MontgomeryLab / tinyRNA

tinyRNA provides an all-in-one solution for precision analysis of sRNA-seq data. At the core of tinyRNA is a highly flexible counting utility, tiny-count, that allows for hierarchical assignment of reads to features based on positional information, extent of feature overlap, 5’ nucleotide, length, and strandedness.
GNU General Public License v3.0
1 stars 1 forks source link

tiny-deseq.r: bugfix: "syntactically invalid" control condition names are mishandled #266

Closed AlexTate closed 1 year ago

AlexTate commented 1 year ago

R has strict requirements for "syntactically valid" character sets in a variety of contexts, including column names for tables.
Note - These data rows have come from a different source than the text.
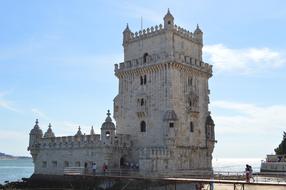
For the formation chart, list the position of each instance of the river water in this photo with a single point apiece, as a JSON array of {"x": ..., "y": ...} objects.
[{"x": 13, "y": 170}]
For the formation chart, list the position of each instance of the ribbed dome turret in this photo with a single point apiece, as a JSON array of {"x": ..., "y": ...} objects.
[
  {"x": 79, "y": 133},
  {"x": 198, "y": 30},
  {"x": 108, "y": 124},
  {"x": 36, "y": 130},
  {"x": 49, "y": 132},
  {"x": 210, "y": 121}
]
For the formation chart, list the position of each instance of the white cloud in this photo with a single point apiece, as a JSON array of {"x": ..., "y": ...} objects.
[
  {"x": 132, "y": 10},
  {"x": 241, "y": 118},
  {"x": 39, "y": 113},
  {"x": 243, "y": 61},
  {"x": 6, "y": 104}
]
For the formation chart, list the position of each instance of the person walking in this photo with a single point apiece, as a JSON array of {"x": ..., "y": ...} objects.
[
  {"x": 247, "y": 173},
  {"x": 94, "y": 168},
  {"x": 251, "y": 174}
]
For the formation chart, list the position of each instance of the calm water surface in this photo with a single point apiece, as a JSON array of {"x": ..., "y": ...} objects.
[{"x": 13, "y": 170}]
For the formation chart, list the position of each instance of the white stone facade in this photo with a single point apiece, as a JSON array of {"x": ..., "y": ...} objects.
[{"x": 163, "y": 124}]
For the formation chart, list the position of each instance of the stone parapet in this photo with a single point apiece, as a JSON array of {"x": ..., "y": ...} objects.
[
  {"x": 83, "y": 141},
  {"x": 159, "y": 29},
  {"x": 163, "y": 58}
]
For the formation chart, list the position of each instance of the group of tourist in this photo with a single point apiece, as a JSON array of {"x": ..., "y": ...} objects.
[{"x": 248, "y": 173}]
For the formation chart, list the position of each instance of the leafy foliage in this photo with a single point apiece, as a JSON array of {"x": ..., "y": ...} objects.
[{"x": 281, "y": 149}]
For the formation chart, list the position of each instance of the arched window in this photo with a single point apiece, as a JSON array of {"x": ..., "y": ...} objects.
[
  {"x": 143, "y": 126},
  {"x": 191, "y": 127},
  {"x": 145, "y": 57}
]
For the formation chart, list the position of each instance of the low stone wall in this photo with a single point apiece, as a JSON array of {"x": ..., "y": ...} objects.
[{"x": 95, "y": 182}]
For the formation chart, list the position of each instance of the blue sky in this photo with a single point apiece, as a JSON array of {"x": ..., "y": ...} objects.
[{"x": 57, "y": 60}]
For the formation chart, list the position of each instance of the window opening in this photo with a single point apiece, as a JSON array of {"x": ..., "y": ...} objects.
[
  {"x": 143, "y": 126},
  {"x": 191, "y": 127}
]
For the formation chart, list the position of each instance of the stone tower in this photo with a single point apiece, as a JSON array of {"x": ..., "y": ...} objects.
[{"x": 163, "y": 99}]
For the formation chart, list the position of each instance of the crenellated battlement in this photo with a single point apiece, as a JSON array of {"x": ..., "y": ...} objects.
[
  {"x": 154, "y": 59},
  {"x": 154, "y": 152},
  {"x": 159, "y": 29},
  {"x": 82, "y": 141}
]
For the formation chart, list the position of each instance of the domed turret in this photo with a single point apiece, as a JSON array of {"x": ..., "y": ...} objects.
[
  {"x": 198, "y": 34},
  {"x": 49, "y": 132},
  {"x": 79, "y": 133},
  {"x": 210, "y": 128},
  {"x": 107, "y": 130},
  {"x": 35, "y": 135},
  {"x": 126, "y": 35},
  {"x": 168, "y": 20},
  {"x": 92, "y": 131}
]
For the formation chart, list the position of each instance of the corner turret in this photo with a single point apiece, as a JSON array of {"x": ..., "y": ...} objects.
[
  {"x": 198, "y": 35},
  {"x": 92, "y": 131},
  {"x": 126, "y": 35},
  {"x": 49, "y": 133},
  {"x": 210, "y": 133},
  {"x": 168, "y": 20},
  {"x": 79, "y": 133},
  {"x": 35, "y": 135},
  {"x": 107, "y": 130}
]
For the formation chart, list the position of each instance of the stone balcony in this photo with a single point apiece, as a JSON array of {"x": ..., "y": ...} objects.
[{"x": 163, "y": 58}]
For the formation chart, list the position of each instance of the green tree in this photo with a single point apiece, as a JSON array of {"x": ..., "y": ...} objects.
[{"x": 281, "y": 149}]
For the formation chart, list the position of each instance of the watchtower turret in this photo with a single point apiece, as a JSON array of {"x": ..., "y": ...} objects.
[
  {"x": 126, "y": 35},
  {"x": 35, "y": 135},
  {"x": 49, "y": 132},
  {"x": 168, "y": 20},
  {"x": 107, "y": 130},
  {"x": 198, "y": 35}
]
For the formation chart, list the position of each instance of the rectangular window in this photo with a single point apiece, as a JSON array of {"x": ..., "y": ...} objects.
[
  {"x": 54, "y": 164},
  {"x": 66, "y": 164},
  {"x": 44, "y": 164},
  {"x": 191, "y": 127}
]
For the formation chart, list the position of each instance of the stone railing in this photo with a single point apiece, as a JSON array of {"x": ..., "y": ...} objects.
[
  {"x": 154, "y": 152},
  {"x": 81, "y": 141},
  {"x": 162, "y": 58},
  {"x": 158, "y": 29}
]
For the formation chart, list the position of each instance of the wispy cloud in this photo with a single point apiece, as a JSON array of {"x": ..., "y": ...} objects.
[
  {"x": 242, "y": 118},
  {"x": 39, "y": 114},
  {"x": 133, "y": 10},
  {"x": 243, "y": 61},
  {"x": 7, "y": 104}
]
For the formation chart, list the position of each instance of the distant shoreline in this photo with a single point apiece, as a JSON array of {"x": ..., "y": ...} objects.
[{"x": 14, "y": 157}]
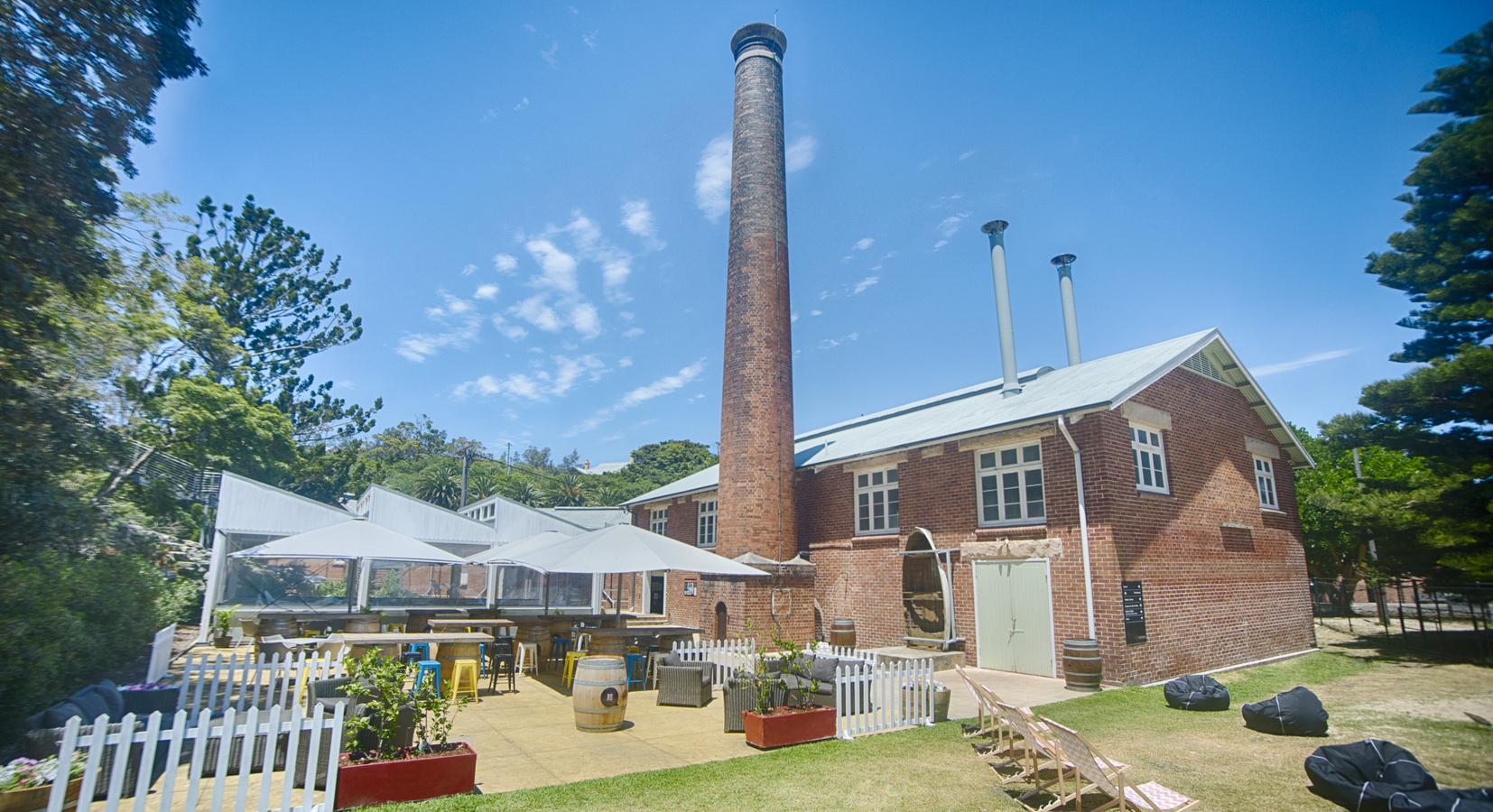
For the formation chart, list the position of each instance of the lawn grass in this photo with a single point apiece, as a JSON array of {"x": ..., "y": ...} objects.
[
  {"x": 926, "y": 769},
  {"x": 1212, "y": 757}
]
We carefully handle these names in a manner that is compatible with R while still preserving the original names in outputs.

After a recent refactor to tiny-deseq.r, which was intended to make the codebase more maintainable when the format of feature_counts.csv changes, a bug was introduced in the handling of the --control command line value when it contains forbidden characters. These conditions cause tiny-deseq.r to exit with an error before producing DGE tables. This bug went undetected because, by chance, control groups in our test datasets have been "syntactically valid" names.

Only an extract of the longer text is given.